Life According To Marj

Dreamer | Escapist

I just finished reading the book “Chinese Cinderella” by Adeline Yen Mah. Surprisingly, I cried while reading the book. I never thought it will affect me this much.

I cried on the part where her parents forgot to pick her up from school. That happened to me too when I was in kindergarten. My parents forgot to pick me up and I waited for 6 loooong hours. Imagine my fear during that time.

I can relate to Adeline a lot. Up until today, I strive to be the best so I can make my parents especially my father to be proud of me. It’s a constant struggle for their love and affection. No matter what I achieved I’m still nothing compared to my sister. I graduated with honors in high school as well as in college, but my dad refused to attend both. I was hurt but i didn’t let it ruin my day.

My Aunt Baba was my Lola Eng. as the youngest, I didn’t grow up close with my parents. Both are working long hours.
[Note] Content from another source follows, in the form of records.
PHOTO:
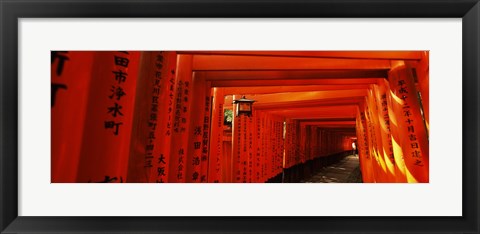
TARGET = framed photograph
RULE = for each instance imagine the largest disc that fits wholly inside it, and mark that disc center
(230, 44)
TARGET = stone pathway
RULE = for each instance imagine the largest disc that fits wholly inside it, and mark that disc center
(345, 171)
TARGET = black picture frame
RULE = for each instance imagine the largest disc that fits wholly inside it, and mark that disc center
(12, 10)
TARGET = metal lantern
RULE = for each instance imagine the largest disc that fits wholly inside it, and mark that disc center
(244, 106)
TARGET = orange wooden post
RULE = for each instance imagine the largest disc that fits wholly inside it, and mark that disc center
(250, 148)
(180, 119)
(197, 159)
(215, 161)
(108, 122)
(383, 126)
(70, 77)
(413, 134)
(147, 162)
(380, 154)
(206, 128)
(390, 132)
(368, 128)
(165, 120)
(422, 71)
(363, 149)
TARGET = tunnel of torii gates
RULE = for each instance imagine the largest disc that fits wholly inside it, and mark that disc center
(147, 117)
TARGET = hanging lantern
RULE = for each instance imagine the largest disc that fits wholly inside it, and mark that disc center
(244, 106)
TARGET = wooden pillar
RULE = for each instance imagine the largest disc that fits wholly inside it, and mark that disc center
(412, 132)
(148, 161)
(216, 140)
(180, 120)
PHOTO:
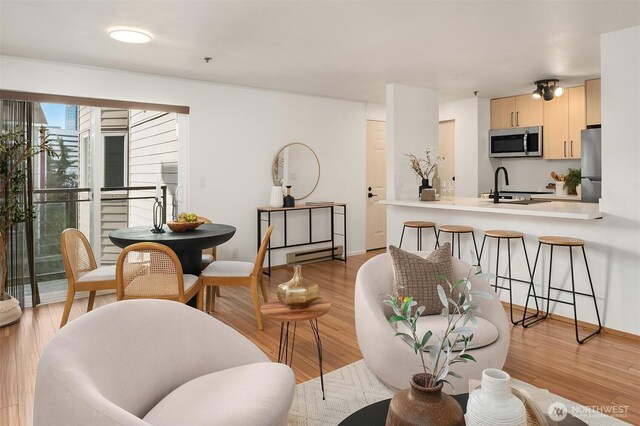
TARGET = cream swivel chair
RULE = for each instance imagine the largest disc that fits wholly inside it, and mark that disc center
(235, 273)
(81, 270)
(153, 271)
(154, 362)
(392, 359)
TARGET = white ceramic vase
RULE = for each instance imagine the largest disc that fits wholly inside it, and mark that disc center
(276, 196)
(560, 188)
(493, 404)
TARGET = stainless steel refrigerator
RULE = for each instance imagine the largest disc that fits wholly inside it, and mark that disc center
(591, 157)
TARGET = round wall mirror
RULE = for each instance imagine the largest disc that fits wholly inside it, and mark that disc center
(297, 165)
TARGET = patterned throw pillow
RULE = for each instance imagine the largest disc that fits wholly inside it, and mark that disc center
(419, 276)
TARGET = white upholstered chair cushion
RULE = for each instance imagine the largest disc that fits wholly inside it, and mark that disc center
(485, 333)
(101, 273)
(220, 398)
(389, 357)
(228, 268)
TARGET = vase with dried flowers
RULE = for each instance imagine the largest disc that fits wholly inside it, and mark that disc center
(424, 402)
(423, 167)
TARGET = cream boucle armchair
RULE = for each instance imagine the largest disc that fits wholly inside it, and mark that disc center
(141, 362)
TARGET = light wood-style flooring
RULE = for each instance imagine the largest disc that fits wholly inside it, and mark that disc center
(603, 372)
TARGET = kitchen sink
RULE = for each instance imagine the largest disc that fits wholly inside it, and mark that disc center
(525, 202)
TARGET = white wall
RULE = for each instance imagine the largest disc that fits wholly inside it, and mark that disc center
(376, 112)
(412, 127)
(233, 133)
(474, 169)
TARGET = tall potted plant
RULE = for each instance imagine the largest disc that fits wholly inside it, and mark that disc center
(424, 402)
(423, 167)
(15, 150)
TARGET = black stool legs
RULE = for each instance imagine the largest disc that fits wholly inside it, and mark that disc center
(572, 291)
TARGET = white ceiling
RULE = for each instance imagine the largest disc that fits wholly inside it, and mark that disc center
(343, 49)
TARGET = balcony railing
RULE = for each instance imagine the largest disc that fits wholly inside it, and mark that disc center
(61, 208)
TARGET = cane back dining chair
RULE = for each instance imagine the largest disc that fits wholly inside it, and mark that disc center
(208, 255)
(81, 270)
(236, 273)
(153, 271)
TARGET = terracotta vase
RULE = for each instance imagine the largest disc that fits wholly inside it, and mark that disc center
(425, 185)
(419, 405)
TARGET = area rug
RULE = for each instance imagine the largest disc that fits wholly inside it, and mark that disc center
(353, 387)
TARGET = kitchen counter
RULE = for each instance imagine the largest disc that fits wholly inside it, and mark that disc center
(554, 197)
(612, 255)
(555, 209)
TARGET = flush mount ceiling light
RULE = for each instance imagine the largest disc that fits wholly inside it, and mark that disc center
(547, 89)
(130, 35)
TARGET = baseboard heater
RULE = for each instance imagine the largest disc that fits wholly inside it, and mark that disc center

I’m always left with my grandma. But growing up, I didnt appreciate the love she showed. She died almost 7yrs ago and I’m regretting the fact that I weren’t able to say sorry and that I love her. I weren’t able to reciprocate the love she’d given to me. I love you, Lola Eng and I miss you more than ever!

Just like Adeline, I didn’t rebel against my parents. Though I’m hurt I’ve decided to live them more and to show them that I care. By this I learned to not expect anything in return. I can relate this to why I’m afraid to enter into a relationship. I don’t want to fight for someone’s love and be ignored. It’s a fear that I’ve yet to conquer…

By the end of they day, the life I live doesn’t depend on the people around me. This is MY life and not theirs. I chose to be good to them and this will remain as it is.

Thank you Adeline for sharing yOUR story.